When we reach Johann's house. She fills the doorway,

Sixty years of size and astonishment,

Then laughs and cries and laughs, as she always did

And will ( Easy glum, easy glow, a friend would say)...

Scones, oatcakes, herrings from under a bubbling lid.

Then she comes with us to put us on her way.


Hugging my arm in her stronger one, she says,

"Fancy me

Walking this road beside my darling Norman!"

And what is there to say? ... We look back and see

Her monumental against the flying sky

And I am filled with love and praise and shame

Knowing that I have been, and knowing why,

Diminished and enlarged. Are they the same?


Norman MacCaig


Analysed by Peter Green


"Return to Scalpay" is a poem filled with love by Norman MacCaig for Scalpay, a tiny island off the east coast of Harris, in the Outer Hebrides of Scotland.


It is a poem that acknowledges changes in the landscape since last he visited: "...I drive/ The car ashore/ on to a trim tarred road. A car on Scalpay? / Yes, and a road where never was one before". Mainly, however, it is a nostalgic poem redolent of childhood memories - "...That's where I used to sail / Boats looped from rushes.
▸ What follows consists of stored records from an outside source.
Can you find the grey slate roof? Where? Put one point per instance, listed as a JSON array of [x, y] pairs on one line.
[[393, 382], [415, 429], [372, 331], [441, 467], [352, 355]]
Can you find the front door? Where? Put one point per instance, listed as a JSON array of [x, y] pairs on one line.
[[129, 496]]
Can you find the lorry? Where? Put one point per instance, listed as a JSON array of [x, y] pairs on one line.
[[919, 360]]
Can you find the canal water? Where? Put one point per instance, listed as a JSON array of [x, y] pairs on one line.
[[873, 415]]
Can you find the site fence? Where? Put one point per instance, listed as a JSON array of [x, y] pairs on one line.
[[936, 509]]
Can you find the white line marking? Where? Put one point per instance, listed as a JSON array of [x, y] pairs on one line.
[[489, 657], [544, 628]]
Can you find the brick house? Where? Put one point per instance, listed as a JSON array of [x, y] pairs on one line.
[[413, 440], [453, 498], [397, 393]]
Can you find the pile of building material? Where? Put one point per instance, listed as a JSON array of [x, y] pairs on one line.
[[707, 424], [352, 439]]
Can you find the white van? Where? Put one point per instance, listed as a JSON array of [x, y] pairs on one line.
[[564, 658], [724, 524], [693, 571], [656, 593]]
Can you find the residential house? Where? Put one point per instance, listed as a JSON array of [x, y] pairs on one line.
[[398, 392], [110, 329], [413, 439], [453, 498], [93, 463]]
On the jetty there/ I caught eels, cut their heads off and watched them slew/ Slow through the water".


Norman MacCaig loves the hospitable nature of the people in Scalpay - "...greeted all the way- / My city eyeballs prickle; it's hard to bear/

With such affection and such gaiety". He recognises that Scalpay "...shows love without shame, weeps without shame".


Johann is the most memorable character in MacCaig's poem. "... She fills the doorway,/ Sixty years of size and astonishment,/ Then laughs and cries and laughs, as she always did". As he takes his leave of her, "... I am filled with love and praise and shame".


"Return to Scalpay" is a very affectionate poem where the poet celebrates life with happy memories of his favourite island - "Where every thought is hospitality - / Edinburgh, Edinburgh, you're dark years away." It also celebrates love and friendship - "Knowing that I have been, and knowing why,/ Diminished and enlarged". In that respect, it is a true epiphany of life.


Biography: Norman macCaige was born in Edinburgh, Scotland on 14 November,1910. He was a fellow in creative writing at the University of Edinburgh. Though he spent most of life and career in Edinburg, MacCaig’s mother’s ancestry was important to him. He wrote only in English but his poetry frequently drew in the highland landscape and Gaelic culture which he loved. His style is direct and plainspoken which made him famous.

He died in Edinberg on 23 January, 1996.